If solitude is what you seek, Howth's harbour is not the place to go of a sunny Saturday as many other folk were enjoying their stroll about its walls. The cliff path may have attracted less attention but it wasn't unused either. Still, it was far from being overrun either and trespass grew less regular the further along it, I went. In fact, there was a marked quietening after passing The Summit where there was a car park. The fact that it was getting late in the day probably made people less likely to start a walk too.

Views of the promontory that is the Great Bailey were opening out before with the Bailey Lighthouse issuing its warning to passing ships. Evening Irish Sea ferries going to and from Dublin started to come into sight. It was looking busy with ships operating by DFDS, P&O, Stena and Irish Ferries all passing the way.
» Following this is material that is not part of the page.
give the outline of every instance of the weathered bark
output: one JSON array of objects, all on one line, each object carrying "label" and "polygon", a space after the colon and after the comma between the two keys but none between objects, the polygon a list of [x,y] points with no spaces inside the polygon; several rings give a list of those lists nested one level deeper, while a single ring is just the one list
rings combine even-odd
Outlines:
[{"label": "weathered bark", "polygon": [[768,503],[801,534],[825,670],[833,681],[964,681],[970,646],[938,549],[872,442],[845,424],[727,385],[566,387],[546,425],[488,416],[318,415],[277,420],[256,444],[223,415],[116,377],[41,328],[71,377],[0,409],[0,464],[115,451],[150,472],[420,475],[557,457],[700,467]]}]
In the middle of all this, I needed to lose some height to cross over the road leading to the aforementioned lighthouse, a decision whose wisdom I was later to question in fading daylight.

Ireland's Eye & Lambay Island from Howth, Co. Dublin, Éire

Views across Dublin Bay towards the Dublin and Wicklow mountains were ample too and I could identify a slender break in the cloud that was liberating some weak sunlight a little later. While the sun was finding its way to that slit, I was picking out the distinctive low-sized humps of Great Sugarloaf and Little Sugarloaf. This was a reminder of a trot to the top of the former that I enjoyed a few years back. What drew my attention back to the present was the reddening of the Great Bailey by the last act of the sun on the Howth peninsula for the day. After that, I still could see it being busy showering shafts of light on the less distinct hills on the other side of the bay as I pondered how far I needed to go before I could depend on street lights taking over the duties of the sun.

Dog walkers and photographers seeking the last light of the day remained abroad to be encountered. Isn't it amazing how many folk walk their dogs in the dusk? And it isn't just a British thing either from what I saw across the Irish Sea. With Doldrum Bay and Drumleck Point passed, I was on the lookout for a Martello tower, one of several that are to be found around Dublin. They were constructed near the close of the eighteenth century to provide a means of defence against the French. Before I was to reach that now privately owned restored building, there were muddy sections of path to cross and I even dropped onto a beach at one point before shadowing a stone wall for the final approach to the tower.

Because of rapidly failing daylight that had me asking why I had no head torch and unwelcoming signs, I didn't dawdle near the tower but made my way to tarmac again. The way to Sutton train station was lit as I gazed across the bay towards the lights of Dublin city and its surroundings. Even without constant sunshine, the appeal of Howth's cliff cannot be overstated. There's a longer National Loop walk that would have got me back to Howth but, even with my own torch, I wouldn't have wanted to blunder around the Ben of Howth anyway. Some things are best left for another time since it's best to leave anywhere with a reason for a return, not that Howth mistreated me at all, of course.

Travel Arrangements:

Train from Macclesfield to Holyhead with changes at Manchester and Llandudno Junction; then Irish Ferries sailing to Dublin, bus into city centre and train to Howth. Returned by train from Sutton to Dublin city centre. DFDS overnight ferry crossing to Birkenhead (sadly now no longer a travel option), National Express from Birkenhead to Manchester with a change in Liverpool and train back to Macclesfield again.